Immerhin die Frage, an welche Realitäten denn angeknüpft werden kann, wird schon in der Eröffnungsveranstaltung aufgeworfen. Die meisten Redner - Deppe, Wagenknecht, Robert Steigerwald von der DKP und der Trotzkist Manuel Kellner - hoffen auf Lateinamerika. Dort gibt es Verstaatlichungen, und die Massen gehen auf die Straße. In dem erwähnten Seminar "Zur Ware-Geld-Beziehung" von Joachim Bischoff und Christoph Lieber wird das Thema kritisch weiterverfolgt. Die vom Chavéz-Berater Heinz Dieterich vorgeschlagene "sozialistische Äquivalenzökonomie" geht über das in Ansatz marktfremde Modell der Sowjetunion nur technisch hinaus: Der Computer ist das neue Allheilmittel, mit ihm kann die Planungsinstanz den nationalen Bedarf besser erfassen. Damit ist aber das ökonomische Grundproblem verkannt. Denn der Bedarf muss sich auch im Sozialismus spontan entwickeln, das heißt jederzeit verändern können: Da das nur im flexiblen Medium des Marktes möglich ist, kommt nur dieser - und nicht unmittelbar der Bedarf - als Gegenstand von Planung in Betracht.

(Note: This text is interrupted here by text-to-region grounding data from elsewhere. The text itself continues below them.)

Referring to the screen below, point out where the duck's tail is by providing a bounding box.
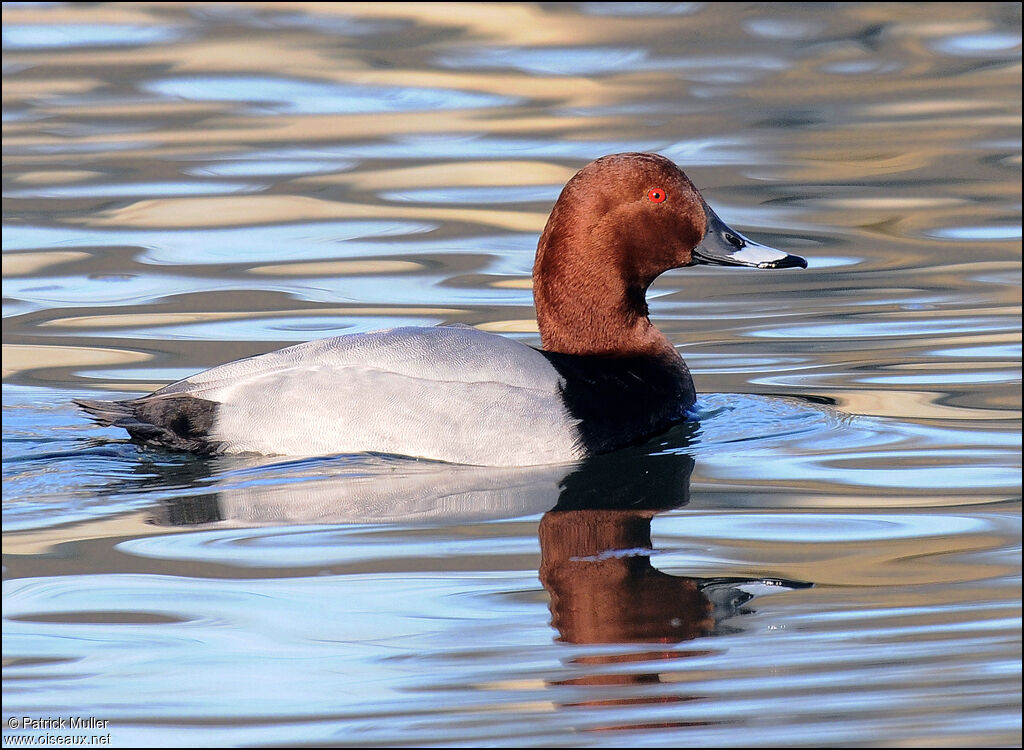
[73,397,137,427]
[74,396,224,454]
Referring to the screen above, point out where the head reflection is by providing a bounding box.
[540,451,712,643]
[541,451,809,647]
[539,451,809,728]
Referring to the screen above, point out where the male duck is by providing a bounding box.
[77,153,806,466]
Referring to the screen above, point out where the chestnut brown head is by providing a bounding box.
[533,153,805,356]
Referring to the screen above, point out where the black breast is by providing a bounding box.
[539,349,696,456]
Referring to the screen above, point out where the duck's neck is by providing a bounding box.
[534,243,676,359]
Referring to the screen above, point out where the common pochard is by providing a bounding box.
[77,153,806,466]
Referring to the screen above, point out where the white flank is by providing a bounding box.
[151,325,584,467]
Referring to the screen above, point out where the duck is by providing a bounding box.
[76,152,806,466]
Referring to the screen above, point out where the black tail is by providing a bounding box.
[74,398,137,427]
[74,396,223,454]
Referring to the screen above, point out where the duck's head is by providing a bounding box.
[534,152,806,356]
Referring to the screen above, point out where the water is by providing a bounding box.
[3,2,1020,746]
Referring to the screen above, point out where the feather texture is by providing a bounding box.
[82,326,584,466]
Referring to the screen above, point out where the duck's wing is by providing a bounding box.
[77,326,584,466]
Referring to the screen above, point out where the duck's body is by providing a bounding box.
[77,153,805,465]
[76,324,692,465]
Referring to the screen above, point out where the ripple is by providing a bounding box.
[930,32,1022,56]
[686,393,1020,492]
[656,511,999,543]
[861,371,1020,386]
[927,225,1022,241]
[743,18,825,40]
[184,160,357,178]
[218,134,757,166]
[4,273,244,308]
[438,46,788,81]
[10,610,189,625]
[2,24,185,49]
[2,221,437,265]
[2,388,177,530]
[689,393,844,448]
[78,367,199,384]
[804,255,862,269]
[1,571,540,722]
[436,46,649,76]
[930,344,1021,359]
[4,181,263,199]
[222,8,408,37]
[381,185,563,205]
[577,3,704,17]
[748,317,1017,339]
[69,314,447,343]
[144,75,517,115]
[7,139,160,156]
[820,60,904,76]
[118,525,539,567]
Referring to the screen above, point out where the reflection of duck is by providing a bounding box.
[151,453,570,527]
[540,452,810,645]
[541,508,713,643]
[537,454,810,729]
[77,153,805,466]
[150,442,810,725]
[148,439,810,733]
[538,449,711,641]
[540,509,812,645]
[151,446,808,644]
[149,430,699,527]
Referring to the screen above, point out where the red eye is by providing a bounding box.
[647,188,666,203]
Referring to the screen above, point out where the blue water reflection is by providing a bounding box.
[4,182,264,199]
[381,185,563,204]
[3,24,184,49]
[145,76,518,115]
[927,225,1022,241]
[184,160,357,177]
[929,32,1021,56]
[3,221,437,264]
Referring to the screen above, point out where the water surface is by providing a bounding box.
[3,2,1021,747]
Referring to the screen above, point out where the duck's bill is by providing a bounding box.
[693,202,807,269]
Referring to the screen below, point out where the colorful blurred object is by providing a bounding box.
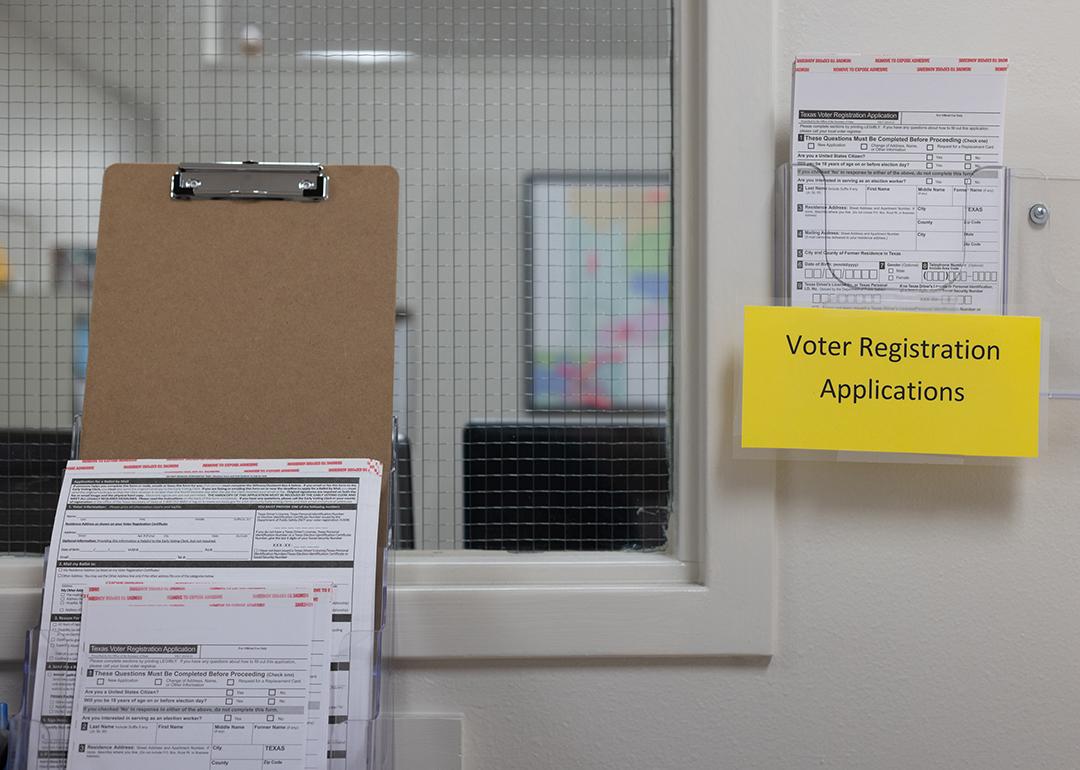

China scheint im Bewusstsein der meisten Konferenzteilnehmer nicht zu existieren. Der chinesische Weg wird weder vom Eröffnungspodium als Alternative zur "bolivarischen Revolution" benannt, noch vom Podium über Keynes als Prüfstein für dessen Annahmen. Doch Rolf Berthold, früherer Botschafter der DDR in Peking, bestreitet ein Seminar "Marxistische Debatte in China über den Weg zum Sozialismus". Er stellt Beschlüsse und Papiere der KP Chinas vor. Für die chinesischen Kommunisten, erfährt man, ist der reale Sozialismus nicht beendet, auch wenn das Ende der Sowjetunion ein Rückschlag gewesen sei. Die sowjetischen Sozialisten hätten den Fehler gemacht, die sehr lange Dauer eines sozialistischen Aufbaus zu unterschätzen. Weil China noch ganz am Anfang stehe, stehe es in Ware-Geld-Beziehungen. Erst einmal gehe es darum, bis 2050 die Armut zu bekämpfen - und Berthold scheint zu glauben, dass dann der Markt wieder abgeschafft wird.